Panel: DIGITAL HUMANITIES, RELIGION, AND THE DEMOCRATIZATION OF KNOWLEDGE ACCESS



305.2 - DIGITIZATION IS NOT DEMOCRATIZATION: DISCOVERABILITY AND THE STUDY OF RELIGION

AUTHORS:
Motley C. (Atla/Universität Erfurt ~ Chicago ~ United States of America)
Text:
Over the past two decades, large-scale digitization efforts have transformed the study of religion by increasing the availability of texts, images, and archival materials. Manuscripts and sources once restricted to physical archives or elite institutions are now frequently accessible through digital databases and online collections. This expansion of digital content is often framed as a democratization of knowledge. Yet access to digitized materials does not, by itself, guarantee meaningful or equitable engagement.

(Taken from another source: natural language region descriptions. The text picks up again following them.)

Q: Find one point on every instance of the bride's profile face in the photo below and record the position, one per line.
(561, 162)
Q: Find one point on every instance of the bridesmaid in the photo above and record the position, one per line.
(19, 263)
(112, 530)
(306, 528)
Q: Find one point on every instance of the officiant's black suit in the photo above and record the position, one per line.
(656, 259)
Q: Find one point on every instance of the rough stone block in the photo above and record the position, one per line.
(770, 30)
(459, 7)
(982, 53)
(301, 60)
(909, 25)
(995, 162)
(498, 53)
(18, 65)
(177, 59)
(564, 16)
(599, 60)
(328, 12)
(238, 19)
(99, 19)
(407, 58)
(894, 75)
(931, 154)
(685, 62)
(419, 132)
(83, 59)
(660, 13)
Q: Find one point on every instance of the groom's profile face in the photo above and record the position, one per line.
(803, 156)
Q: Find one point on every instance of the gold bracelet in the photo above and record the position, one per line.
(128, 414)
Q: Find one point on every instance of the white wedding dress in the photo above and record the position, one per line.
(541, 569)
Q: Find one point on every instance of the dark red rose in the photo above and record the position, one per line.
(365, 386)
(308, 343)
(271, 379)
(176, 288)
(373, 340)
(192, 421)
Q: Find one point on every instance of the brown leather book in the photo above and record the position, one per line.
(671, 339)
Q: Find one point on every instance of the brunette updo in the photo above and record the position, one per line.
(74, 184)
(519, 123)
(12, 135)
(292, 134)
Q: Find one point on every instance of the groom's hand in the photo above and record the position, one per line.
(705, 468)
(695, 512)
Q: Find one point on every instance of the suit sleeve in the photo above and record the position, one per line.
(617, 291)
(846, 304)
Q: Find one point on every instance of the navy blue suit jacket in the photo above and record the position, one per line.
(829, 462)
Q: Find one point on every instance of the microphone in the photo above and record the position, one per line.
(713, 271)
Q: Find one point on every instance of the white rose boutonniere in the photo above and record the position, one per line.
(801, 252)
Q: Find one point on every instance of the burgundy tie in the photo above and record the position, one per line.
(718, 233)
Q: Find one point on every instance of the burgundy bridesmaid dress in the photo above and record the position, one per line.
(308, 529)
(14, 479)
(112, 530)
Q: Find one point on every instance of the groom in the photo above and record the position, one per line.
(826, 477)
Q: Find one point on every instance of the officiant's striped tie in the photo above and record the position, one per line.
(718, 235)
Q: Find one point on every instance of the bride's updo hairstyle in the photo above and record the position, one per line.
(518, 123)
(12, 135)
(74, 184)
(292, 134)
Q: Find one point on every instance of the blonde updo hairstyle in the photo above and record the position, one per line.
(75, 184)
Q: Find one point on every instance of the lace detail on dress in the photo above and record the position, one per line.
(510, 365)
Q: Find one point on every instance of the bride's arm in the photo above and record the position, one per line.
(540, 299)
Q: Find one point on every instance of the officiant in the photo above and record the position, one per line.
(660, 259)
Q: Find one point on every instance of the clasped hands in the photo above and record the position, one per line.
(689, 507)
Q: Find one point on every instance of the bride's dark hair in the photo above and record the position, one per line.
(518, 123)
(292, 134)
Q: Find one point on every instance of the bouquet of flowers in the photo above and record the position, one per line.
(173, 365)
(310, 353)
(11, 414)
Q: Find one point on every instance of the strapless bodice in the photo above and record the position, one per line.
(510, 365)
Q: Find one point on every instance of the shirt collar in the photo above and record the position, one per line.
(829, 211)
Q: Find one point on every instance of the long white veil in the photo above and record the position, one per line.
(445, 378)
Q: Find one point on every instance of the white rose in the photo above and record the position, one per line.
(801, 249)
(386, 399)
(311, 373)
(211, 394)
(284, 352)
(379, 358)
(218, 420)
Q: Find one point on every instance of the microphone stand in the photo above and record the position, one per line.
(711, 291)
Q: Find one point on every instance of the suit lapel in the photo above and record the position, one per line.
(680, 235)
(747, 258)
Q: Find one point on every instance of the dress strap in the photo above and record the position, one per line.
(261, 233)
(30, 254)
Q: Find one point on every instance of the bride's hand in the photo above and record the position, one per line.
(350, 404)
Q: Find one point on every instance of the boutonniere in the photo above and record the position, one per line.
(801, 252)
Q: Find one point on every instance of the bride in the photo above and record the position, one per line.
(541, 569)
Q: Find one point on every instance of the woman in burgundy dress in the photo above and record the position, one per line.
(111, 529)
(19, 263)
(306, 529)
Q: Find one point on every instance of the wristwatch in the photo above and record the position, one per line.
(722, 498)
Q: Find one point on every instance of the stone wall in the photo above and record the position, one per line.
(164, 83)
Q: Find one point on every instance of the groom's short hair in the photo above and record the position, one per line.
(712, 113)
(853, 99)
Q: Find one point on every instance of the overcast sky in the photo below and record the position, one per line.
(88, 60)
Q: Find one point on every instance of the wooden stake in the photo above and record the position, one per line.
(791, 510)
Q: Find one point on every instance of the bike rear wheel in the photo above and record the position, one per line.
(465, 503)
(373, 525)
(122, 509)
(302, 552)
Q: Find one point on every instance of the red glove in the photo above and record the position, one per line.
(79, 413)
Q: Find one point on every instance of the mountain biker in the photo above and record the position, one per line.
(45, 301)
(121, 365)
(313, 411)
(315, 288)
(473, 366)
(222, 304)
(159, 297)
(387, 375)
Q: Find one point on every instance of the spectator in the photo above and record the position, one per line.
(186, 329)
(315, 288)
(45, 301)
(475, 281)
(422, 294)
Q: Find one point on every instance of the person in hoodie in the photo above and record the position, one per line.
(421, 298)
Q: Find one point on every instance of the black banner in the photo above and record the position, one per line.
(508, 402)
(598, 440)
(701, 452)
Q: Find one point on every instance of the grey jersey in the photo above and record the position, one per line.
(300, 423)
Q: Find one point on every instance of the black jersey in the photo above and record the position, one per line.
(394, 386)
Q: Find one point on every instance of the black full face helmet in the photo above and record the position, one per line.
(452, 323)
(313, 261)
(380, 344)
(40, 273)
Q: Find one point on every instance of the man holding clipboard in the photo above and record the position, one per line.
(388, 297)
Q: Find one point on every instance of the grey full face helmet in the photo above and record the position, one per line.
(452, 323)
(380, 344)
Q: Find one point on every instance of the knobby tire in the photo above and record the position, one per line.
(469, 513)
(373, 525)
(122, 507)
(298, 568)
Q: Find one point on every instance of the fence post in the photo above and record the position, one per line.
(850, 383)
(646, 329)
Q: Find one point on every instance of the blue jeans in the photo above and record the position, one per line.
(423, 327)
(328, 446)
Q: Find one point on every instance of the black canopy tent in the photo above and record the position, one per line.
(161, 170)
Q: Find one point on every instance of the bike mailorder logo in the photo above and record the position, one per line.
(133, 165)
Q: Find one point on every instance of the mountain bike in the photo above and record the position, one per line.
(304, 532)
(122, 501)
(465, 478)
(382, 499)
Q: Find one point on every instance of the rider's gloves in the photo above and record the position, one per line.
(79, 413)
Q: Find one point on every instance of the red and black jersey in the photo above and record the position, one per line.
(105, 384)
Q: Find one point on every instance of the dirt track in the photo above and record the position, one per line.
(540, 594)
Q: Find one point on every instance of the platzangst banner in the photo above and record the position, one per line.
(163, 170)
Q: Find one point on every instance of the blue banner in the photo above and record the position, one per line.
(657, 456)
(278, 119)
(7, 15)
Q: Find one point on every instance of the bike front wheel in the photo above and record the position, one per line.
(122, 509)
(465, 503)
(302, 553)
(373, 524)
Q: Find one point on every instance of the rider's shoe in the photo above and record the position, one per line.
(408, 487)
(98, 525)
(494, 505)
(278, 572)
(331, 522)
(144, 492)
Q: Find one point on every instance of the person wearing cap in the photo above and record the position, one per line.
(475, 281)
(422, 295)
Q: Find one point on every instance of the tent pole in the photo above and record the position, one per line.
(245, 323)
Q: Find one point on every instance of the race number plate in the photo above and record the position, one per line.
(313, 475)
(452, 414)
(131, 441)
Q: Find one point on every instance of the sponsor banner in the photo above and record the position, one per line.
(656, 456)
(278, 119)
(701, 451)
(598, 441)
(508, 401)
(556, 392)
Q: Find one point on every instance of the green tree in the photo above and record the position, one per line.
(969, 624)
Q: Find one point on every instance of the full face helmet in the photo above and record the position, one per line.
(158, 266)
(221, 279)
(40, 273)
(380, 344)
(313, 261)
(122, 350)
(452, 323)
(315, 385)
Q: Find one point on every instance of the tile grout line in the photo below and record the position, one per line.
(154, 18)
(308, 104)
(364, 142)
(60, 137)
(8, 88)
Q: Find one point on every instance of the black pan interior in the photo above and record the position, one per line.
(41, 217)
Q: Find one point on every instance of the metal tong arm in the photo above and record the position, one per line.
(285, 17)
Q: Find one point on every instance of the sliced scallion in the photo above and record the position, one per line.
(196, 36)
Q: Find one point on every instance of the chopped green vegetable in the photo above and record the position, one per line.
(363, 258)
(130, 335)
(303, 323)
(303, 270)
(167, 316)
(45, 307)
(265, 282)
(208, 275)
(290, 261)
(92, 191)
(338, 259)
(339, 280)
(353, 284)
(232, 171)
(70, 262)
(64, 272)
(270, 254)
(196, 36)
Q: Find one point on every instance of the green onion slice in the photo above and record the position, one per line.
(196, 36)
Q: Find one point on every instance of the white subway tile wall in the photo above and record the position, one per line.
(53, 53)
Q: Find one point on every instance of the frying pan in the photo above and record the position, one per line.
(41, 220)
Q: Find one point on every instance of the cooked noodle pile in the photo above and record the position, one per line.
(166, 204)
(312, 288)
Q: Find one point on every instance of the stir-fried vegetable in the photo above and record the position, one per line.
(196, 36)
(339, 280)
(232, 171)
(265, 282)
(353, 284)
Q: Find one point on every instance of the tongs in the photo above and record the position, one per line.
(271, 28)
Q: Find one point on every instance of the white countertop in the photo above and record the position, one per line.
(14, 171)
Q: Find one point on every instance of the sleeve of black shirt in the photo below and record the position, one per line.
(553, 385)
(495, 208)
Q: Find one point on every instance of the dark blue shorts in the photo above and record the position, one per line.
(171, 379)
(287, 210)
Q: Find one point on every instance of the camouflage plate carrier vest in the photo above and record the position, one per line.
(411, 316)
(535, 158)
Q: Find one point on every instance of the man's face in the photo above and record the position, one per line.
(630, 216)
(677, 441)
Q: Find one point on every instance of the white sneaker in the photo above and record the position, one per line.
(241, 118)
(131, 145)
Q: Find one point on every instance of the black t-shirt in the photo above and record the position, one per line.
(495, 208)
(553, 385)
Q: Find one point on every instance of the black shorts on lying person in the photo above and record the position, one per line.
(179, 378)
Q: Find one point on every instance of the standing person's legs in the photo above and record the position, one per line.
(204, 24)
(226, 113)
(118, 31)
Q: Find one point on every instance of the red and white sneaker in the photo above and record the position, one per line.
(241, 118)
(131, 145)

This paper argues that discoverability—not mere digitization—is the critical missing layer in many digital religious archives. While materials may be technically "available," they often remain functionally invisible due to fragmented platforms, siloed databases, inconsistent metadata, and proprietary discovery systems. These structural limitations disproportionately affect independent scholars, students, clergy, and researchers outside well-resourced institutions, reinforcing rather than dismantling existing inequities in religious scholarship. Focusing on digital archives and databases central to the study of religion, this paper examines how current discovery infrastructures shape who can find, interpret, and reuse digitized religious sources. It contends that closed or poorly integrated discovery environments undermine the democratizing promise of digital humanities by privileging technical expertise and familiarity with specialized platforms. The paper concludes by advocating for open, interoperable discoverability frameworks that prioritize transparency, sustainability, and equitable access. By treating discoverability as scholarly infrastructure rather than a secondary technical concern, the study of religion can move beyond the illusion of access toward genuinely democratized engagement with its digital archives.